The back end utilizes Golang and MongoDB Collections to store employee data. All API requests are based on RESTful API.
2. Instant face recognition
The back end has a background worker that finds new unclassified records and uses Dlib to calculate the 128-dimensional descriptor vector of face features. Whenever a vector is calculated, it is compared with multiple reference face images by calculating Euclidean distance to each feature vector of each Person in the database, finding a match.
If the Euclidean distance to the detected person is less than 0.6, the worker sets a personID to the Detection Log and marks it as classified. If the distance exceeds 0.6, it creates a new Person ID to the log.
3. Follow-up actions: alerting, grant access, and other
Images of an unidentified person are sent to the corresponding manager with notifications via chatbots in messengers. In the Big Brother app, we used Microsoft Bot Framework and Python-based Errbot, which allowed us to implement the alert chatbot within five days.
Afterward, these records can be managed via the Admin Panel, which stores photos with IDs in the database. The face recognition software works in real-time and performs face recognition tasks instantly. By utilizing Golang and MongoDB Collections for employee data storage, we entered the IDs database, including 200 entries.
Here is how Big Brother face recognition app is designed:
In the case of scaling up to 10,000 entries, we would recommend improving the face recognition system in order to keep high recognition speed on the back end. One of the optimal ways is to use parallelization. By setting up a load balancer and building several web workers, we can ensure the proper work of a back end part and optimal speed of an entire system.

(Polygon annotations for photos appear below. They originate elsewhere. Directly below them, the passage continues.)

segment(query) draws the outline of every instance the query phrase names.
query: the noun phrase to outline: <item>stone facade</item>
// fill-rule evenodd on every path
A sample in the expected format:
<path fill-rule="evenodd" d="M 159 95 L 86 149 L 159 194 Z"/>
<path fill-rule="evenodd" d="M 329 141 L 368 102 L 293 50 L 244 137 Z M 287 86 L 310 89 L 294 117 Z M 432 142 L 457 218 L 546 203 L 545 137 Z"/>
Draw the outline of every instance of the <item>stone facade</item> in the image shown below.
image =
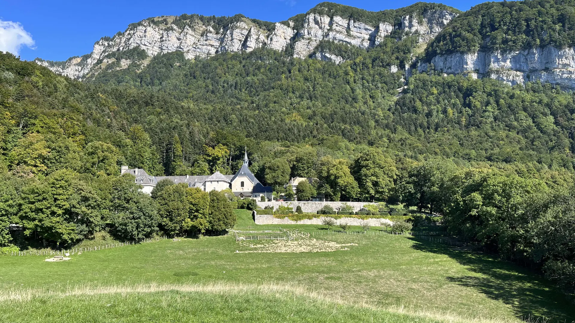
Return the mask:
<path fill-rule="evenodd" d="M 255 214 L 254 215 L 254 220 L 255 221 L 256 224 L 319 224 L 321 225 L 321 220 L 323 219 L 325 216 L 321 216 L 319 218 L 314 218 L 313 219 L 304 219 L 300 221 L 293 221 L 290 220 L 287 217 L 283 218 L 282 219 L 278 219 L 274 217 L 274 216 L 271 216 L 269 214 L 258 214 L 257 210 L 254 211 Z M 340 219 L 337 219 L 336 221 L 336 225 L 347 223 L 350 225 L 362 225 L 365 222 L 367 222 L 371 226 L 382 226 L 382 222 L 386 222 L 390 225 L 393 224 L 393 222 L 388 219 L 380 219 L 380 218 L 370 218 L 365 220 L 361 219 L 358 219 L 356 218 L 342 218 Z"/>
<path fill-rule="evenodd" d="M 369 204 L 377 204 L 377 203 L 370 203 L 367 202 L 316 202 L 316 201 L 295 201 L 293 202 L 281 202 L 281 201 L 270 201 L 270 202 L 258 202 L 258 206 L 259 206 L 262 209 L 263 209 L 266 206 L 271 206 L 274 207 L 274 210 L 278 208 L 278 206 L 280 205 L 283 206 L 290 206 L 293 207 L 293 210 L 296 210 L 296 208 L 298 206 L 301 206 L 301 210 L 304 212 L 307 213 L 315 213 L 317 212 L 318 210 L 324 207 L 324 205 L 329 205 L 334 208 L 334 210 L 342 206 L 342 203 L 346 203 L 354 207 L 354 212 L 357 212 L 359 210 L 363 207 L 364 205 L 367 205 Z"/>
<path fill-rule="evenodd" d="M 216 172 L 211 175 L 200 176 L 151 176 L 142 169 L 128 169 L 128 166 L 122 166 L 121 174 L 130 174 L 136 178 L 136 183 L 141 186 L 143 192 L 151 194 L 152 190 L 158 182 L 162 179 L 169 179 L 176 184 L 183 183 L 189 187 L 198 187 L 202 191 L 222 191 L 231 189 L 234 195 L 240 198 L 261 198 L 271 199 L 273 190 L 270 186 L 264 186 L 258 180 L 250 168 L 248 168 L 248 153 L 246 152 L 244 163 L 236 175 L 223 175 Z"/>

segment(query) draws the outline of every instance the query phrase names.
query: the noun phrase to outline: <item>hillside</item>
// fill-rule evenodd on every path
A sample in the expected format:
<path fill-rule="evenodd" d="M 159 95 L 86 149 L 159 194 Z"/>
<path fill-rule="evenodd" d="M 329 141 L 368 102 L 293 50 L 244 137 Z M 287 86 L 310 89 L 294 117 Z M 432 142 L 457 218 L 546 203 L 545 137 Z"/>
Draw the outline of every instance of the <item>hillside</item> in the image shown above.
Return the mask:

Other Deep Learning-Based Recognition Use Cases
Face recognition is not the only task where deep learning-based software development can enhance performance. Other examples include:
In the last couple of years, manufacturers have been using AI-based visual inspection for defects detection. The development of deep learning algorithms allows this system to define the tiniest scratches and cracks automatically, avoiding human factors.

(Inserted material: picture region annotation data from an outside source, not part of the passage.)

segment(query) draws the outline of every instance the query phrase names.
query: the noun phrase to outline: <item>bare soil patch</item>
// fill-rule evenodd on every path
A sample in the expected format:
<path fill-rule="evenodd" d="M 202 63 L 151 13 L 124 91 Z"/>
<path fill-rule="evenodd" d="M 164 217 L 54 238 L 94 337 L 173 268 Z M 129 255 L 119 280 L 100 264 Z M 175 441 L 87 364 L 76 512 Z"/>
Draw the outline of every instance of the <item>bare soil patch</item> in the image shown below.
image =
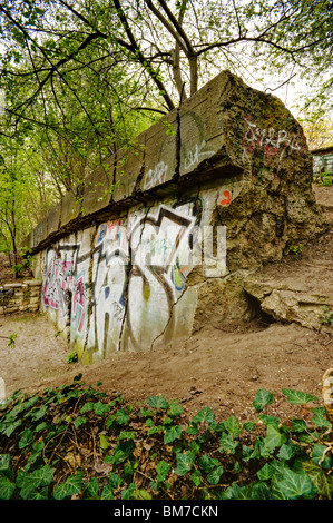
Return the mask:
<path fill-rule="evenodd" d="M 323 189 L 316 197 L 327 207 L 333 190 Z M 300 260 L 286 256 L 264 268 L 259 277 L 333 294 L 332 270 L 333 230 L 305 246 Z M 16 343 L 8 346 L 11 334 L 17 334 Z M 116 353 L 87 367 L 67 363 L 68 348 L 42 314 L 1 317 L 0 336 L 0 376 L 8 396 L 18 388 L 32 392 L 71 383 L 82 373 L 86 384 L 101 382 L 104 391 L 124 394 L 130 402 L 164 394 L 182 401 L 189 414 L 208 405 L 218 418 L 252 417 L 259 388 L 274 393 L 272 414 L 284 418 L 293 406 L 285 402 L 282 388 L 321 397 L 322 376 L 333 364 L 331 333 L 276 322 L 256 320 L 233 329 L 207 326 L 164 349 Z"/>
<path fill-rule="evenodd" d="M 1 336 L 17 334 L 14 346 L 0 338 L 0 368 L 7 394 L 82 381 L 134 403 L 149 395 L 177 398 L 188 414 L 210 406 L 217 418 L 254 415 L 259 388 L 274 393 L 272 414 L 290 415 L 282 388 L 321 396 L 322 376 L 332 365 L 333 337 L 298 325 L 253 323 L 233 332 L 207 328 L 189 339 L 148 353 L 117 353 L 104 362 L 68 364 L 68 349 L 42 315 L 2 320 Z"/>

Body abnormalities detection
Israel-based company Aidoc developed a deep learning-powered solution for radiology. By analyzing medical images, this system detects abnormalities in a chest, c-spine, head, and abdomen.
Speaker Identification technology created by Phonexia company also identifies speakers by utilizing the metric learning approach. The system recognizes speakers by voice, producing mathematical models of human speech named voiceprints. Those voiceprints are stored in databases, and when a person speaks the speaker technology identifies the unique voiceprint.

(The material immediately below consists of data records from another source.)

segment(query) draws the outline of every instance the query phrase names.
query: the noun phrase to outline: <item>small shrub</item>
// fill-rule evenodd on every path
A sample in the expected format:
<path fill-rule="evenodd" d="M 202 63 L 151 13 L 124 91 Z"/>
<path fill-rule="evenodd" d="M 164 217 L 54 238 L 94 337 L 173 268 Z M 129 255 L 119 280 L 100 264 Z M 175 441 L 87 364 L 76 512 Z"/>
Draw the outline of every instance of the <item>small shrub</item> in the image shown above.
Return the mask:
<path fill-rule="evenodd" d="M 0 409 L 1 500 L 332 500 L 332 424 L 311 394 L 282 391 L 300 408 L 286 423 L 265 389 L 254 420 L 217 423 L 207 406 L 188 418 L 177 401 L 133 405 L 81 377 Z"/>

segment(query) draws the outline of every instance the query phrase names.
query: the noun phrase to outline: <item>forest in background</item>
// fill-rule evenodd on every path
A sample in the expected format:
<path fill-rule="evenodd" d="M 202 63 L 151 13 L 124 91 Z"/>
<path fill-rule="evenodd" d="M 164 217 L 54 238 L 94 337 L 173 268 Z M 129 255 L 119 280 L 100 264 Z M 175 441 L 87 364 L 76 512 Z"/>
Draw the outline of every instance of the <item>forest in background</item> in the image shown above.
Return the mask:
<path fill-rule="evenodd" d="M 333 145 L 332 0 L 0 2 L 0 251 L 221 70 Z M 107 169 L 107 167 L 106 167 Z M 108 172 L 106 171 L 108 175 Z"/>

Recognition of human emotions is a doable task today. By tracking movements of a face via camera, the Emotion Recognition technology categorizes human emotions. The deep learning algorithm identifies landmark points of a human face, detects a neutral facial expression, and measures deviations of facial expressions recognizing more positive or negative ones.
Visual One company, which is a provider of Nest Cams, powered their product with AI. By utilizing deep learning techniques, they fine-tuned Nest Cams to recognize not only different objects like people, pets, cars, etc., but also identify actions. The set of actions to be recognized is customizable and selected by the user. For example, a camera can recognize a cat scratching the door, or a kid playing with the stove.